Twoim zadaniem jest jedno: przebić się przez tunel, unikając przeszkód, które pojawiają się nagle jak nieproszeni goście na imprezie. Bonusy? Jasne, są! Zbieraj je jak cukierki – zwiększają prędkość, dają chwilową nietykalność (bo kto nie chce być niewidzialny, gdy zaczyna się chaos?) albo kopa do punktów. No i te punkty doświadczenia! Możesz nimi ulepszać swój samolot tak, że nawet Chuck Norris byłby dumny ze swojego sprzętu. Więcej prędkości, lepsza manewrowość, większa wytrzymałość – to nie żadne tam marzenia, to realia Twojego podniebnego wehikułu!
A teraz najlepsze: tryb wieloosobowy. To jest moment, gdy możesz się przekonać, czy Twoi ziomkowie naprawdę są kumplami, czy tylko udają, a na prawdę planują Cię rozbić na kawałki w tym tunelu. Rywalizuj z innymi graczami z całego świata, pokazując, kto tu rządzi w pilotowaniu samolotu przez czasoprzestrzenny horror. Lista rankingowa czeka, a nagrody? Są tak smakowite, że nawet Twój kot przestanie ignorować Cię na chwilę.
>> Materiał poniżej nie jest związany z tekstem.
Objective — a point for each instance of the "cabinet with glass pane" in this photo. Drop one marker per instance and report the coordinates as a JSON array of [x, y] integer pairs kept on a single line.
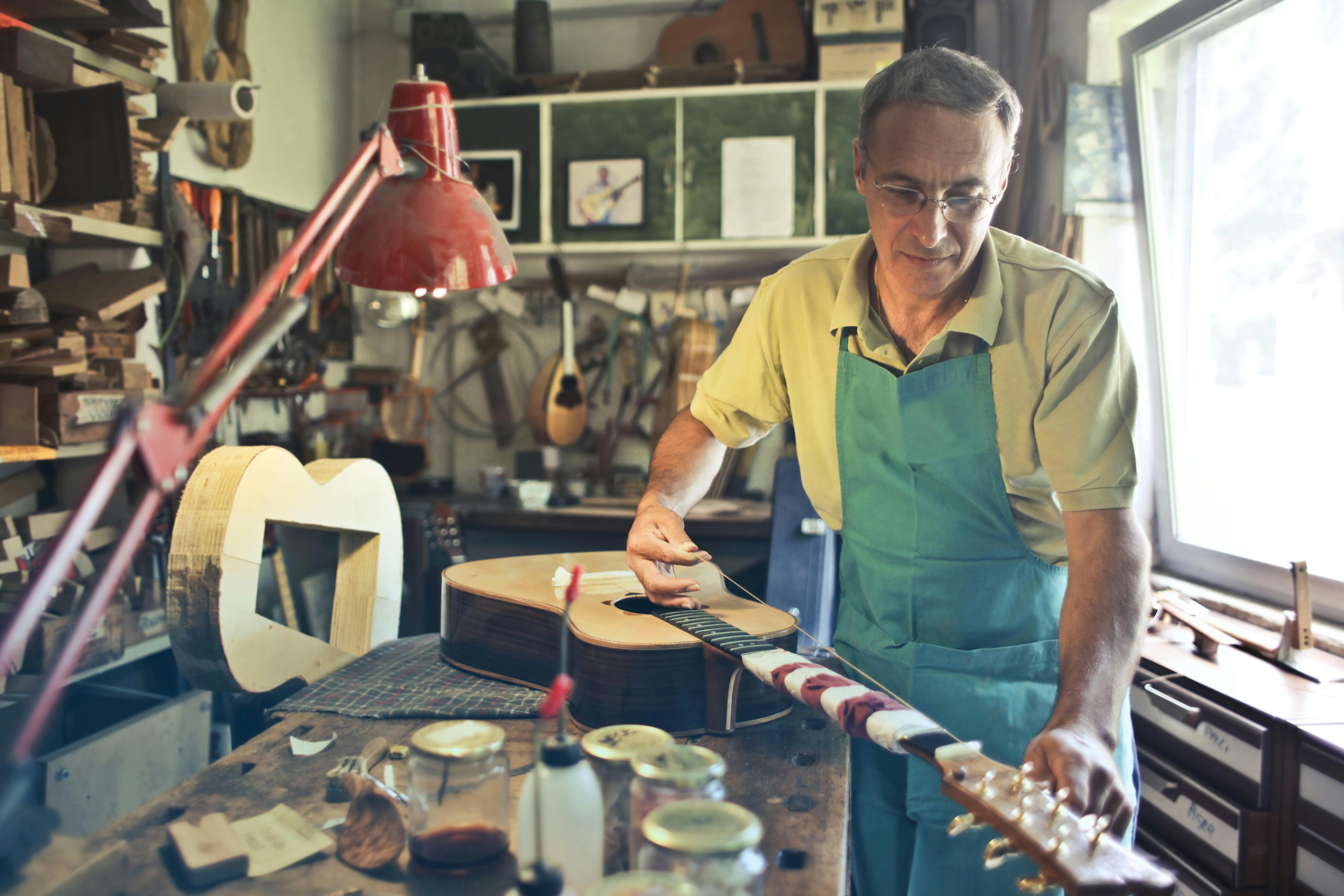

A grafika i dźwięki? No proszę Cię, to jakby Hollywood spotkało lotnisko kosmiczne – szczegóły tak realistyczne, że zaczniesz się zastanawiać, czy przypadkiem nie złamałeś prawa fizyki, a dźwięk? To nie tylko świst powietrza, to cały symfoniczny koncert adrenaliny pod Twoimi uszami. Czujesz ten wiatr wirtualnego kokpitu? Ja też poczułem, i szczerze mówiąc, przez chwilę miałem ochotę krzyczeć Jestem królem tunelu!
Podsumowując: jeśli chcesz poczuć się jak pilot na sterydach, poprawić refleks (i pośmiać się z własnych prób uniknięcia przeszkód), Airplane Tunnel jest Twoją nową obsesją. Niezapomniana podróż po zakręconym tunelu czasoprzestrzennym gwarantowana. No to co, wsiadamy? Bo ja już zapinam pasy i lecę na pełnym gazie – do zobaczenia na liście rankingowej, mistrzu!